The garage has become a hive of activity, writes Nathan Keen.

All the snow blowers, Caterpillars and SkiDoos are gone. Carpenters are fashioning a stage from food boxes and spare shuttering plywood. A palaeontologist is hanging painted bed sheets to cover the tool boards on the walls, and a glaciologist is attaching coloured lights to a lifting beam. As ever, we are working with minimal supplies and the most inventive of people.

We are preparing for Folk Night. This is a one of the great traditions of base life at Rothera, the British Antarctic Survey's largest station, sited on the western edge of the Antarctic Peninsula. It is a night to celebrate the end of the summer season, when all the deep-field parties return to base after weeks living in tents on spartan rations.

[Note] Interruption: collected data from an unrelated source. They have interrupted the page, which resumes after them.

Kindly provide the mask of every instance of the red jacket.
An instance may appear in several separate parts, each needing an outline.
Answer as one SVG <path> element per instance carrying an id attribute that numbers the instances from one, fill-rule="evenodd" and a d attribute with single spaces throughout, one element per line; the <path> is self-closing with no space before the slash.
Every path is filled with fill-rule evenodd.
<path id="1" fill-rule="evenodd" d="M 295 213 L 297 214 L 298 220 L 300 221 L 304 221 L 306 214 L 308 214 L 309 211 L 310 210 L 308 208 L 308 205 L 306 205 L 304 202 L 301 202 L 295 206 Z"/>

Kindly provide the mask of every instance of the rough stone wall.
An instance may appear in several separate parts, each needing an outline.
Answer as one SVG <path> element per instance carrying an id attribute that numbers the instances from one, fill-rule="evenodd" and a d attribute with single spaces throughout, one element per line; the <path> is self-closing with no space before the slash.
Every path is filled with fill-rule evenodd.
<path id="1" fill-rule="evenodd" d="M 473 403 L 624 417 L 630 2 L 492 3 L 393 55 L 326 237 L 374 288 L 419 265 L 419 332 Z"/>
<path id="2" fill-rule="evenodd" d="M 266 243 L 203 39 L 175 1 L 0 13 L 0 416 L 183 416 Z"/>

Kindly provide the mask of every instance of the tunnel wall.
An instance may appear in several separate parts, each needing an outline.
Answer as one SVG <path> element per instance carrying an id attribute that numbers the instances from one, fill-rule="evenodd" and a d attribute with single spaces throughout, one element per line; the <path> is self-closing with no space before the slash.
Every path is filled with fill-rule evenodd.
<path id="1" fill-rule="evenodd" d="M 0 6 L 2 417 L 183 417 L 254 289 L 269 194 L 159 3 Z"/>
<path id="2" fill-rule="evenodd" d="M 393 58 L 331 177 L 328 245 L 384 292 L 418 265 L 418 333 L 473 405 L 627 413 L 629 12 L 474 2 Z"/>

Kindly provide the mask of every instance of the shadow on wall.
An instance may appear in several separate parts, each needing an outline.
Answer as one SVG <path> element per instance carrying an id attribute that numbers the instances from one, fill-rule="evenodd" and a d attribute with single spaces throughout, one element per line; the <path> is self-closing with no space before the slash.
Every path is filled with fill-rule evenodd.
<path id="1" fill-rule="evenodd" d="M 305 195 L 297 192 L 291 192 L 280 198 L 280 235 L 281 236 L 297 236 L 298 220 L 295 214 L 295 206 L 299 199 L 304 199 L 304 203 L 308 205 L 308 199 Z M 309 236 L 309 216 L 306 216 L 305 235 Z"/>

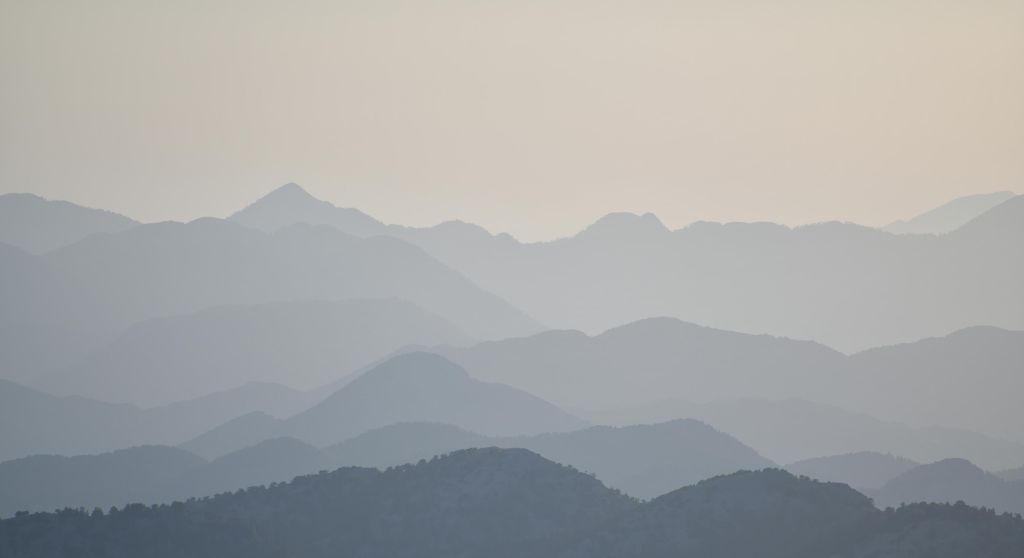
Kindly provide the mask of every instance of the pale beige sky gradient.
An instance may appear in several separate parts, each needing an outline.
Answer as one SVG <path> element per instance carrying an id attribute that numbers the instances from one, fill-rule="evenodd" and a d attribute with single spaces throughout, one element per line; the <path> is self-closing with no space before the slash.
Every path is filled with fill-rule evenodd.
<path id="1" fill-rule="evenodd" d="M 0 192 L 524 239 L 1024 191 L 1019 0 L 0 0 Z"/>

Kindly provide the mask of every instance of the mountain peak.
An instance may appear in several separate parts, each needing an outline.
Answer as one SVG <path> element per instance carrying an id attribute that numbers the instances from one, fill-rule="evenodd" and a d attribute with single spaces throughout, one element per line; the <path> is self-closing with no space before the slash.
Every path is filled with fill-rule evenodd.
<path id="1" fill-rule="evenodd" d="M 283 186 L 278 186 L 273 189 L 267 195 L 263 196 L 256 203 L 272 201 L 272 202 L 313 202 L 317 204 L 327 203 L 322 200 L 318 200 L 313 197 L 312 194 L 306 191 L 305 188 L 299 186 L 294 182 L 289 182 Z"/>
<path id="2" fill-rule="evenodd" d="M 590 225 L 581 236 L 594 235 L 656 235 L 669 232 L 668 228 L 653 213 L 638 215 L 629 212 L 609 213 Z"/>
<path id="3" fill-rule="evenodd" d="M 370 369 L 363 376 L 365 378 L 394 379 L 423 375 L 435 379 L 469 379 L 469 373 L 458 364 L 440 355 L 426 351 L 402 353 Z"/>
<path id="4" fill-rule="evenodd" d="M 228 218 L 264 231 L 277 231 L 304 223 L 330 225 L 341 232 L 366 237 L 381 234 L 385 226 L 358 209 L 337 207 L 313 197 L 294 182 L 278 187 Z"/>

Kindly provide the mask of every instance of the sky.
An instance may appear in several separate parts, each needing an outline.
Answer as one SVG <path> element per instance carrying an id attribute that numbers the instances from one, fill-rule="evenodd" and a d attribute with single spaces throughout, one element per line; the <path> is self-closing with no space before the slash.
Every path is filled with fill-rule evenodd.
<path id="1" fill-rule="evenodd" d="M 524 240 L 1024 191 L 1019 0 L 0 0 L 0 193 Z"/>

This is the time to finally relax, and release is provided in a free-for-all of stage-based entertainment. For weeks, people have been practising songs, learning to play drums, writing poetry or conjuring up the most evil of comedy routines. Every member of the base has been involved in some capacity, from beakers (scientists - so called from The Muppet Show ) playing guitars to meteorologists dressing as coal miners and engineers as drag queens.

Folk Night may be unusual, but it is not an isolated event. There have been various attempts at organised entertainment since I have been going south.

A notable one was Through The "Pit Room" Keyhole - a day of intrusive filming followed by a contrived panel game that ridiculed members of staff in the cause of morale-boosting entertainment. Another memorable instance featured an excitable radio officer who became convinced that he was James Bond. He recruited a camerawoman to record an adventure involving every person in the base for a film in which he battled evil forces to win the girl and save the Antarctic from being melted by a death ray.

Rothera, a large base with its long summer season, tends to stage the most lavish events, but other bases get in on the act, too. Halley is sited much further south on an ice shelf and has only a six-week season. In temperatures that freeze skin in minutes, every available hour is used for work. So we try to lift morale during the five-week voyage to the base and on the return journey.

From playing a central role in many of these events, I have found that ordinary people from every walk of life can become close friends and reach far into their personalities to provide merriment and escape. It may not be the formal theatre of Scott's day, but in this age of television, we have to perhaps dig deeper to make our entertainment. The Antarctic brings many things to the brave traveller, but the most unexpected is this desire to be part of something bigger and to escape the inhibitions of modern life.

Nathan Keen, facilities manager at Halley, has spent almost two years in the Antarctic since 1999. He acts as a part-time entertainment coordinator and once performed the Sex Pistols' Pretty Vacant in full bondage kit.